For more information about our Incident Response and Communications please read this support article.

We also maintain a list of Known Product Issues separate from this site here.

[Major] Some Users Unable to View All Files and API Pages

Incident Report for Box

Postmortem

We recently addressed issues affecting Box services. We would like to take the opportunity to further explain these issues and the steps we have taken to keep them from happening in the future.

Between 1:48 AM PT and 2:25 AM PT on March 3, 2025, some users may have experienced difficulties while working in Box. Additionally, starting at 8:44 PM PT that same day, some users may have once again encountered issues. The disruption ended before 9:59 PM PST. During these time periods, a subset of users experienced slowness and intermittent errors with Notes, Public API, logins and uploads/downloads. The issue occurred as a result of a fragmented system table on a database cluster which ultimately led to the database crashing. The first instance was caused by increased traffic while the second occurred due to our manual remediation process putting additional load on the database. Our database remediation service attempted to resolve the issue both times but was unsuccessful due to the thread_cache_size setting being set too low. We were able to address the short-term problem by manually redirecting traffic to a healthy database node. To maintain medium-term stability of the database, the team rebuilt the cluster to eliminate the fragmented table. Additionally, we will be splitting the database cluster into smaller databases to prevent future overloads and improving our database remediation service to better handle this type of case.

Analysis

The database cluster at issue experienced gradual performance degradation before the issue became apparent. This degradation was caused by the growing fragmented system table due to increasing database size and traffic. However, this degradation went unnoticed because the existing alerting system did not flag any problems.

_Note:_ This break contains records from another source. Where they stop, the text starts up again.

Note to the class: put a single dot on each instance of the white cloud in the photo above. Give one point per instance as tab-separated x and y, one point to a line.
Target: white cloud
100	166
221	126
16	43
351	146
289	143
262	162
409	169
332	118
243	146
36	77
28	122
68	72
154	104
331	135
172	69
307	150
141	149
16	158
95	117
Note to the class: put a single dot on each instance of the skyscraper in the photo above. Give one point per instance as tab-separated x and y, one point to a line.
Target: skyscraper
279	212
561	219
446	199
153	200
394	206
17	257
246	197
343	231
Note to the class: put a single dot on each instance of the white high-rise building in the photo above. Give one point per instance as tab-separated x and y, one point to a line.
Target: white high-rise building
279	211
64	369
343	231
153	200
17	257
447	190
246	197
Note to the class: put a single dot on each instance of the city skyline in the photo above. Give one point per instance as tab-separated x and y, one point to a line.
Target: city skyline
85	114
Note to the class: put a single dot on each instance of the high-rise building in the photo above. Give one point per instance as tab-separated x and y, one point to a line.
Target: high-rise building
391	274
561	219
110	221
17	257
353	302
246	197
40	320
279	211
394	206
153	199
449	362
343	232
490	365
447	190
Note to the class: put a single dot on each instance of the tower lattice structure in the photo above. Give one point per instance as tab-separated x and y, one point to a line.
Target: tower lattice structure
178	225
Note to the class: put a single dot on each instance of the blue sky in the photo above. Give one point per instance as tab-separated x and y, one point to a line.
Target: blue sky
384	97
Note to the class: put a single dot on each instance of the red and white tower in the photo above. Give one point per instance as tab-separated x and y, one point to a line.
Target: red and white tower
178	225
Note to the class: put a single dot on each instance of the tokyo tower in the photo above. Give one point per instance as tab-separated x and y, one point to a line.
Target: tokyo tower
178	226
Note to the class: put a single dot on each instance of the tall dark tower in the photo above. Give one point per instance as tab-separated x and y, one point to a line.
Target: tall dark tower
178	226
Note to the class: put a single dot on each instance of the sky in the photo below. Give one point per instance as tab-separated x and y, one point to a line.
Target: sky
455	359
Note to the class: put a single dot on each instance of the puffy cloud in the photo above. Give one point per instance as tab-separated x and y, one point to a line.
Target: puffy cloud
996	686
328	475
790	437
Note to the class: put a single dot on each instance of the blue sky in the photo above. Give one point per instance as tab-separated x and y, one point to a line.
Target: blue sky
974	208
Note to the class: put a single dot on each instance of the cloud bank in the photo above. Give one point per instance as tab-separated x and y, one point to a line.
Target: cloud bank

In addition, the auto-remediation system was unsuccessful because it hit a case where two database configurations were incompatible. Specifically, the max_connections setting was increased without adjusting the thread_cache_size, resulting in frequent thread cache misses and preventing the failover procedure from having the resources needed to succeed.

Corrective Actions

Box has initiated the following corrective actions:

  • Rebuilding the database cluster to eliminate the table fragmentation and prevent medium-term performance degradation
  • Adding metrics and alerting for table fragmentation to proactively monitor issues
  • Adjusting database configurations such that thread_cache_size dynamically adjusts with the max_connections database configuration settings
  • Improving the database remediation process by adjusting timeouts to accommodate large database clusters
  • Accelerating the database split process to quickly divide large clusters, reducing traffic overload and improving routine maintenance success

We are continuously working to improve Box and want to make sure we are delivering the best product and user experience we can. We hope we have provided some clarity here and we would be happy to answer any questions you may still have regarding this matter. 

Sincerely,
The Box Team

Posted Apr 24, 2025 - 05:51 PDT

Resolved

No additional impact has been observed and this issue is considered fully resolved. If you are still experiencing any issues, please contact us via https://support.box.com.
Posted Mar 03, 2025 - 03:03 PST

Monitoring

We have taken action to remediate this incident and are no longer seeing the issue occurring. We are continuing monitoring to ensure there is no additional impact.
Posted Mar 03, 2025 - 02:41 PST

Investigating

We are currently investigating an issue where some users may be unable to view their All Files and API pages. We will provide additional information as it becomes available.
Posted Mar 03, 2025 - 02:27 PST
This incident affected: Box Platform / API (Content API) and Box Web Application (Login/SSO).